Figure 7. The incidence of HELLP syndrome in 2007 vs. 2017
Figure 7. The incidence of HELLP syndrome in 2007 vs. 2017

Discussion

The study reveals the importance of the early diagnosis and preventive medical conduct in HBBP cases. A proper management of pregnant women at risk reduced the percentage of HBBP consecutive complications(9).

The results are probably due to a correct tracking of pregnancies and the interdisciplinary collaboration (obstetrics-gynecology, cardiology, internal medicine, family medicine), and a decrease in the number of uninvestigated patients during pregnancy.

In 2018, the Mayo Clinic proposed preventive treatment with low-doses of acetylsalicylic acid for preeclampsia, starting at 12 weeks of gestation, especially in cases involving risk factors, or calcium supplementation in pre-pregnancy.

The European Society of Cardiology Guidelines for the Management of Cardiovascular Diseases During Pregnancy recommends the pharmacological treatment of hypertension during pregnancy only for women with severe hypertension.

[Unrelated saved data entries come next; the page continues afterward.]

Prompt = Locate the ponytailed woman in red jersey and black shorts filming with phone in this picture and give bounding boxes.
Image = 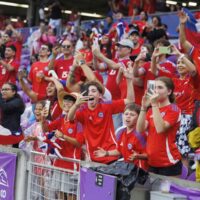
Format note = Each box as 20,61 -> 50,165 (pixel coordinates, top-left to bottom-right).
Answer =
136,77 -> 182,176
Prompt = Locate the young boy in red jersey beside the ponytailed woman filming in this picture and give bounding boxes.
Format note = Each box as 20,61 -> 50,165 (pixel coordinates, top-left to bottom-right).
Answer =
94,104 -> 147,170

In the other cases, a proper screening, changing lifestyle, eating habits and of other environmental factors that can be risk factors are sufficient in the HBBP management.

Conclusions

The study revealed an increasing tendency in HBBP (uncomplicated or associated with proteinuria) largely due to a better antenatal diagnosis and a decrease in the number of uninvestigated patients.

The mean age at which patients developed HBBP is lower in the 2017 age group (32 years old) compared to 2007 (36 years old).

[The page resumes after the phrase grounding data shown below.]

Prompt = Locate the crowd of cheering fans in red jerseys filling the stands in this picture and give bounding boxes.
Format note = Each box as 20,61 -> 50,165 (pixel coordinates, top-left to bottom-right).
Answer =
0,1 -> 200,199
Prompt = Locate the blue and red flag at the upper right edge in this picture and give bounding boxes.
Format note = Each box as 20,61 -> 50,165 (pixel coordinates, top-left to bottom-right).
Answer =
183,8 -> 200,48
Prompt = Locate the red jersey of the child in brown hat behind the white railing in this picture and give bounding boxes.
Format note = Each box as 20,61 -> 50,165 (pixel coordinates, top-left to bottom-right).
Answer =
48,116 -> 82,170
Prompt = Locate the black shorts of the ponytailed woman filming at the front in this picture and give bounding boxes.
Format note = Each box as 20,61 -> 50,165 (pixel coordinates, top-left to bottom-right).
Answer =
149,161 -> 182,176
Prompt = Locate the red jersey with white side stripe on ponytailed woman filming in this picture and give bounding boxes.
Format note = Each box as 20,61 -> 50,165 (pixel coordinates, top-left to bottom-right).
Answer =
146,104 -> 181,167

There is a statistically significant increase in patients with hypertension in pregnancy, in those with prelampsia (14.2% in 2007 vs. 27% in 2017), a stagnation in HELLP syndrome (2.03% in 2007 vs. 2.38% in 2017), and a decrease in cases of eclampsia (9.5% in 2007 vs. 3.10% in 2017).

The patients’ compliance with treatment, and the easier access to information and prevention led to a decrease in the number of uninvestigated pregnant women and of complicated cases.  

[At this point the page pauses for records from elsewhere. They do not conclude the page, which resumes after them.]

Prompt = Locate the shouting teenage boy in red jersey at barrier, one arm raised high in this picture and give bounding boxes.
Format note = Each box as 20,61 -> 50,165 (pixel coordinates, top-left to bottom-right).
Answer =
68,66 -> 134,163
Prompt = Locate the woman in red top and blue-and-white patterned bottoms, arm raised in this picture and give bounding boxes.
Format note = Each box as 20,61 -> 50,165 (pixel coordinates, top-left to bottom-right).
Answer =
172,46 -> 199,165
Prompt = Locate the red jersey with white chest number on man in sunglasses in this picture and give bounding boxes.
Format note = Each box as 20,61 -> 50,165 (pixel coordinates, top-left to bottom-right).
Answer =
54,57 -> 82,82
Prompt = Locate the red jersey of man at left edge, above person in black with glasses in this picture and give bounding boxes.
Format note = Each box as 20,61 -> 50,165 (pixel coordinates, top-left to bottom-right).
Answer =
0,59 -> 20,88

Conflict of interests: The authors declare no conflict of interests.

Bibliografie

  1. Kattah AG, Garovic VD. The management of hypertension in pregnancy. Adv Chronic Kidney Dis. 2013;20(3):229-39.
  2. Friel LA. Hypertension in pregnancy. https://www.msdmanuals.com/gynecology-and-obstetrics/pregnancy-complicated-by-disease (accessed 20.09.2018).
  3. Mustafa R, Ahmed S, Gupta A, Venuto RC. A comprehensive review of hypertension in pregnancy. J Pregnancy. 2012;105918:12.
  4. Williams Obstetrics, 24th ed, 2014, Hypertensive disorders; section 11:728-80.
  5. Bell MJ. A Historical Overview of Preeclampsia-Eclampsia. J Obstet Gynecol Neonatal Nurs. 2010;39(5):510-8.
  6. Lindheimer MD, Taler SJ, Cunningham FG. Hypertension in pregnancy. J Am Soc Hhypertens. 2008;2(6):484-94.
  7. Gillon TE, Pels A, von Dadelszen P, MacDonell K, Magee LA. Hypertensive disorders of pregnancy: a systematic review of international clinical practice guidelines. PLoS One. 2014;9(12):e113715.
  8. Tranquilli AL, Dekker G, Magee L, Roberts J, Sibai BM, Steyn W, Zeeman GG, Brown MA. The classification, diagnosis and management of the hypertensive disorders of pregnancy: A revised statement from the ISSHP. Pregnancy Hypertens. 2014 Apr;4(2):97-104.
  9. Redman CWG, Jacobson SL, Russell R. Hypertension in pregnancy. Front Biosci. 2007: 2877-85.
  10. ACOG. Task force on hypertension in pregnancy. Practice Guideline. 2013:13-21; 31-47.